When I boarded a flight to Israel in the summer of 2006, the Second Lebanon War was still raging. By the time I landed, a cease-fire was in place. It was a clear message about the importance of experiencing Israel, even during the most tense and uncertain periods.
Now, in the midst of fears of the combustible situation at the Gazan border escalating into a full-fledged war, rising frustration in Reform and Conservative circles about Israeli government policy on religious pluralism, and the broader trend of a widening Israel-diaspora disconnect (a recent Jewish People Policy Institute survey found 57 percent of American and Israeli Jews feel there’s a “distancing” between their communities), many are predicting a downturn in Jewish visitation to
A little more than a year ago, Reform leaders were already reconsidering their donations to Israel. Is travel and study abroad to Israel the next domino to fall?
I think that this would be nothing short of a tragedy for the Jewish community in America. It’s why I feel a responsibility to speak out now about the immense value that my Israel experience has had on my career, and my life.
The end of the Second Lebanon War coincided with the start of my time in Otzma, a program of Masa Israel Journey to bring young adults to Israel. Although I went into the program already wanting to become a Jewish communal professional, experiencing Israel in an immersive way empowered me to dream bigger. I’d planned to pursue a master’s degree in the U.S., but instead attended graduate school at Hebrew University of Jerusalem and lived in Israel for three years. I later came full circle by serving as the North American director for Otzma and its Israel experiences, a role that included running a Masa program. (In 2012 the Jewish Federations of North America cut the Otzma program, which had been in operation since 1986.)
My Masa experience was divided into three-month segments at three different locations: I taught English in a Bedouin school in Beersheva and lived in an immigrant absorption center while sharpening my Hebrew in an ulpan (intensive Hebrew language academy).
In Afula, I lived in a dormitory and volunteered in a school for children with cerebral palsy. It was a very different experience than I could have had in an American school. Israel’s uniquely close-knit and open culture — less fixated on the possibility of litigation — enabled me to engage with the students more deeply.

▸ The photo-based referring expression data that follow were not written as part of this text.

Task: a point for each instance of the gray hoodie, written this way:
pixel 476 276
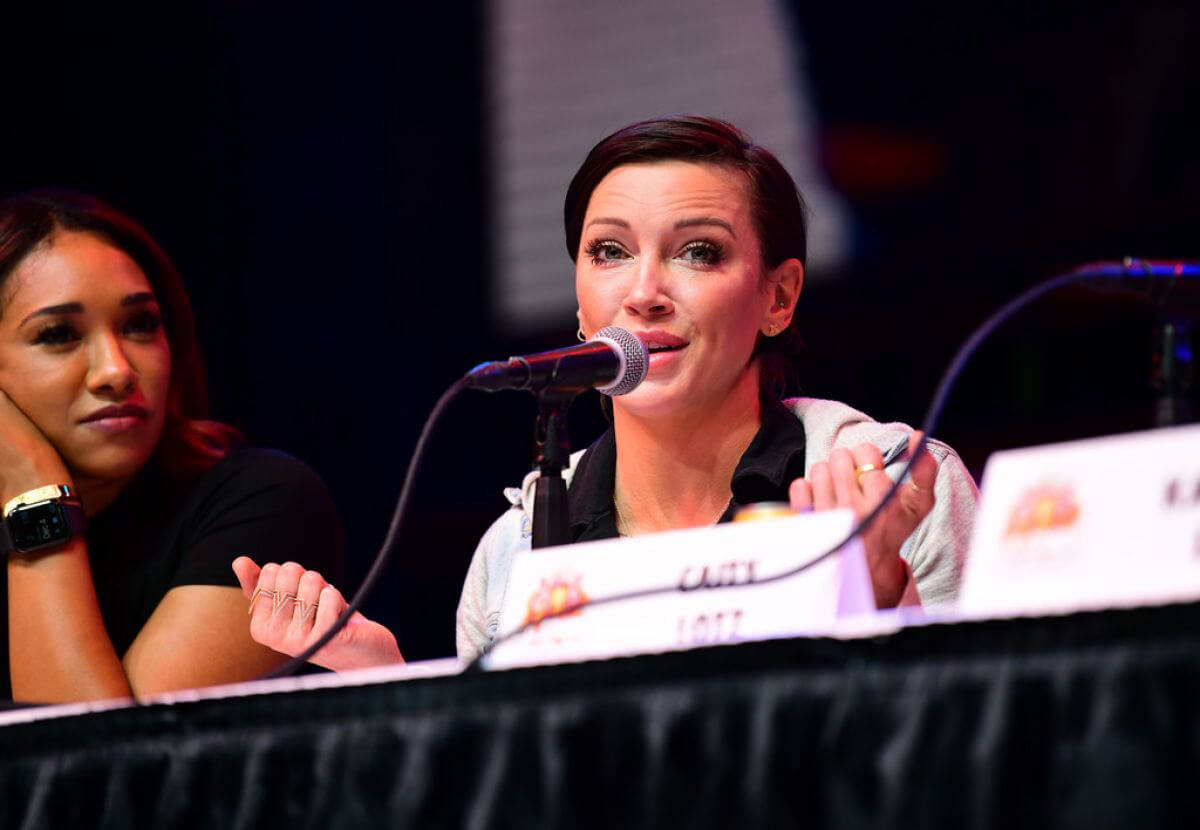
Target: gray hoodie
pixel 935 552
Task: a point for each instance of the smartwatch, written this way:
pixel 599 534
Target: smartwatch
pixel 41 518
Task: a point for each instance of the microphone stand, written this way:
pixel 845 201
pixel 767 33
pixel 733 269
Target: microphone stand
pixel 551 453
pixel 1174 371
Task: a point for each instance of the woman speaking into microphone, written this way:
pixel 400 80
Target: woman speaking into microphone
pixel 693 238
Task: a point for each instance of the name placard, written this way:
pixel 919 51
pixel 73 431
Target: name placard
pixel 1108 522
pixel 717 591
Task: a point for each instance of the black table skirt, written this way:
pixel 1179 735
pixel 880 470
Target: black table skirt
pixel 1084 721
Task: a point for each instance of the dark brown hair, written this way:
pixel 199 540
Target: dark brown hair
pixel 190 441
pixel 777 206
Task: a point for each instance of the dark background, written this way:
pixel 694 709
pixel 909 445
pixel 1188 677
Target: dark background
pixel 319 178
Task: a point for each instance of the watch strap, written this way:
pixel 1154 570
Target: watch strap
pixel 45 493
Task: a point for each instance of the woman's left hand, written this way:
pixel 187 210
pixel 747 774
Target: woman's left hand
pixel 27 457
pixel 839 482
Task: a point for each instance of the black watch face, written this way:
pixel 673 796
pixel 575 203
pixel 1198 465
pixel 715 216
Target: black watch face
pixel 39 525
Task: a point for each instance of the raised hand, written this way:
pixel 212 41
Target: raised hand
pixel 856 479
pixel 291 608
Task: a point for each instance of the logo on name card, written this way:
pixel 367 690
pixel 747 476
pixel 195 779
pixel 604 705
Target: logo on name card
pixel 561 595
pixel 1049 505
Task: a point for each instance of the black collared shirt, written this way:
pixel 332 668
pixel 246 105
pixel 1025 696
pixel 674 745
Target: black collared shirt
pixel 774 458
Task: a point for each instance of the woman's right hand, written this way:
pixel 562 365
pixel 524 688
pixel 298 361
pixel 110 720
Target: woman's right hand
pixel 27 457
pixel 291 608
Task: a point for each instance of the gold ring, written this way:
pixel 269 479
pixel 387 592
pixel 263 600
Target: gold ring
pixel 280 600
pixel 253 599
pixel 863 469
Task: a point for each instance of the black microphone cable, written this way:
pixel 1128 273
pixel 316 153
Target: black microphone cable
pixel 1133 268
pixel 389 542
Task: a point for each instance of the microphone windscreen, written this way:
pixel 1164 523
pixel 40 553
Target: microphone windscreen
pixel 634 360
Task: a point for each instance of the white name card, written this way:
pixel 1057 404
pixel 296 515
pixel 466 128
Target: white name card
pixel 717 597
pixel 1109 522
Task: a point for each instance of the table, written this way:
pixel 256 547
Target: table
pixel 1084 721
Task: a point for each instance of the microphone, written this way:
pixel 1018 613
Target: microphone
pixel 613 361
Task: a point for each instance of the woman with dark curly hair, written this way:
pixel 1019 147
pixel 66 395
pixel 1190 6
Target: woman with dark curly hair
pixel 123 504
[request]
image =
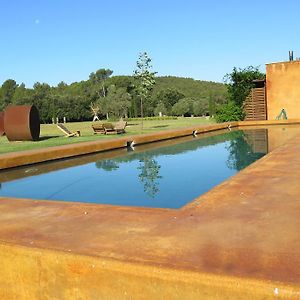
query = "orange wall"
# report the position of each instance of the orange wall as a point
(283, 89)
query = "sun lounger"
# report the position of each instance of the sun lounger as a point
(109, 128)
(98, 128)
(120, 126)
(66, 131)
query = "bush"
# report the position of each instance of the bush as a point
(229, 112)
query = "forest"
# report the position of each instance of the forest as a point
(115, 97)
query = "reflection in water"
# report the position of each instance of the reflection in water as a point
(149, 175)
(107, 165)
(243, 148)
(167, 174)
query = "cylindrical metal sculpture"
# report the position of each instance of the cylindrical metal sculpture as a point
(1, 123)
(22, 123)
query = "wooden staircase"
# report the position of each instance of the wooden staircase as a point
(255, 105)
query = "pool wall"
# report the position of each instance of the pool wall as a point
(241, 240)
(21, 158)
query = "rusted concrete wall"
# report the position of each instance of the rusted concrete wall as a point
(38, 274)
(283, 89)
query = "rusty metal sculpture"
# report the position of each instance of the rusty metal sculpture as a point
(22, 123)
(1, 123)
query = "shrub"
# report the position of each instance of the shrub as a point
(229, 112)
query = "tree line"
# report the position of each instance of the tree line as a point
(116, 96)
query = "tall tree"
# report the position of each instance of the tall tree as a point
(240, 81)
(145, 79)
(7, 92)
(99, 77)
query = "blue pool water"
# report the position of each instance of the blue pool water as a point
(168, 177)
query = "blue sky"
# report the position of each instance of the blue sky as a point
(52, 41)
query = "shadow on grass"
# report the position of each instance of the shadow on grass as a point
(160, 126)
(43, 138)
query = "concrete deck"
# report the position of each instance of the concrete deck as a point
(241, 240)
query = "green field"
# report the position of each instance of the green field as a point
(52, 136)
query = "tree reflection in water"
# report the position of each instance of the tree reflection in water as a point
(149, 175)
(107, 165)
(242, 150)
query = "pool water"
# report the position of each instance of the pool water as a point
(167, 177)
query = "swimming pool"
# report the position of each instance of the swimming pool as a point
(166, 175)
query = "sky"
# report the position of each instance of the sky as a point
(52, 41)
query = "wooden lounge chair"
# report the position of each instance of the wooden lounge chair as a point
(98, 128)
(120, 126)
(109, 128)
(66, 131)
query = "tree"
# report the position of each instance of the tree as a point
(168, 97)
(240, 82)
(98, 78)
(7, 92)
(160, 109)
(145, 79)
(183, 107)
(149, 175)
(200, 107)
(117, 102)
(229, 112)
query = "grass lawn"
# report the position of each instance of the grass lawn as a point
(52, 136)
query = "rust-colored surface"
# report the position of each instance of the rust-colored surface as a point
(1, 123)
(241, 240)
(283, 90)
(22, 123)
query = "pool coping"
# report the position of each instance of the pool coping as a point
(222, 243)
(27, 157)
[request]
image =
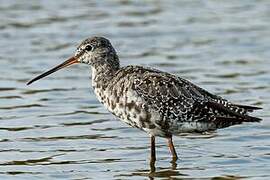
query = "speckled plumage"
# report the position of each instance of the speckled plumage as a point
(157, 102)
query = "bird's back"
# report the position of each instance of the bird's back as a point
(164, 104)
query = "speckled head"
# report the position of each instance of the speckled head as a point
(97, 51)
(94, 51)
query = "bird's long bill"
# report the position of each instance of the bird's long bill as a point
(68, 62)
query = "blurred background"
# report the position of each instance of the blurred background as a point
(56, 128)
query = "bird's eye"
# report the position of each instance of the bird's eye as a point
(88, 48)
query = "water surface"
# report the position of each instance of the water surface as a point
(56, 128)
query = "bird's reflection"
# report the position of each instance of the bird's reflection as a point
(172, 171)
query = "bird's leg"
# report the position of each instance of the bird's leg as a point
(172, 149)
(153, 154)
(153, 148)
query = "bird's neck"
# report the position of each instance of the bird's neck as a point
(102, 74)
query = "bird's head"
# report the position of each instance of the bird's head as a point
(94, 51)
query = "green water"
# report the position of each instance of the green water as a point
(56, 128)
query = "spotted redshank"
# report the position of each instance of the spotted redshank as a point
(156, 102)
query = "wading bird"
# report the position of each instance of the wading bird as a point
(157, 102)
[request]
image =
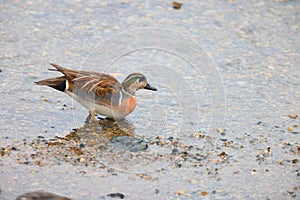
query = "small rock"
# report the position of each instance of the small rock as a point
(177, 5)
(293, 116)
(180, 192)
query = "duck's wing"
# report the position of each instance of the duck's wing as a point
(99, 87)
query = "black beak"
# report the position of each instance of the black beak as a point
(149, 87)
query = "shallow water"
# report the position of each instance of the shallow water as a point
(219, 126)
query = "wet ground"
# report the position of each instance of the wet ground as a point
(224, 123)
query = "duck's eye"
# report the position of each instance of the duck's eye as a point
(142, 79)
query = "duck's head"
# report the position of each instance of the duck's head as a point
(136, 81)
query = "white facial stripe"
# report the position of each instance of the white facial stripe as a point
(126, 92)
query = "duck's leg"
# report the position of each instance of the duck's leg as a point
(91, 116)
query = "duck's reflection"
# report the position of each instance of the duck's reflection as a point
(103, 135)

And in Jerusalem I interned with the Avi Chai Foundation, where I gained a unique view into the philanthropic relationship between Israel and the
That time in Israel transformed the way I view the country and continues to shape how I advocate for it. Jews from across the globe participated in my program. Despite our differences, we shared a commitment to supporting Israel — each of us in a way rooted in our backgrounds and experiences. This intimately influences my Jewish professional career, especially in my current role in Israel engagement for Jewish Federation of Greater MetroWest NJ. It’s my job to be open-minded and work with anyone who wishes to engage with Israel, and to interact with community members in an accepting manner regardless of their personal views and positions. This “big tent” philosophy enhances the quality, impact, and reach of my work.
At federation, my department oversees key aspects of the organization’s relationship to Israel, including the allocation of philanthropic dollars to address crucial needs for the Israeli people, my local community’s engagement with Israel, and our partnership with The Jewish Agency. This partnership enables the service of 10 shlichim (Israeli emissaries), who foster deep connections to Israel and develop Jewish identity throughout the community. Our shlichim work as educators at more than 30 community agencies, including day schools, JCCs, synagogues, and Israeli Scouts. Through this multifaceted community engagement work, I have the privilege of translating my attachment to Israel from a feeling into tangible results.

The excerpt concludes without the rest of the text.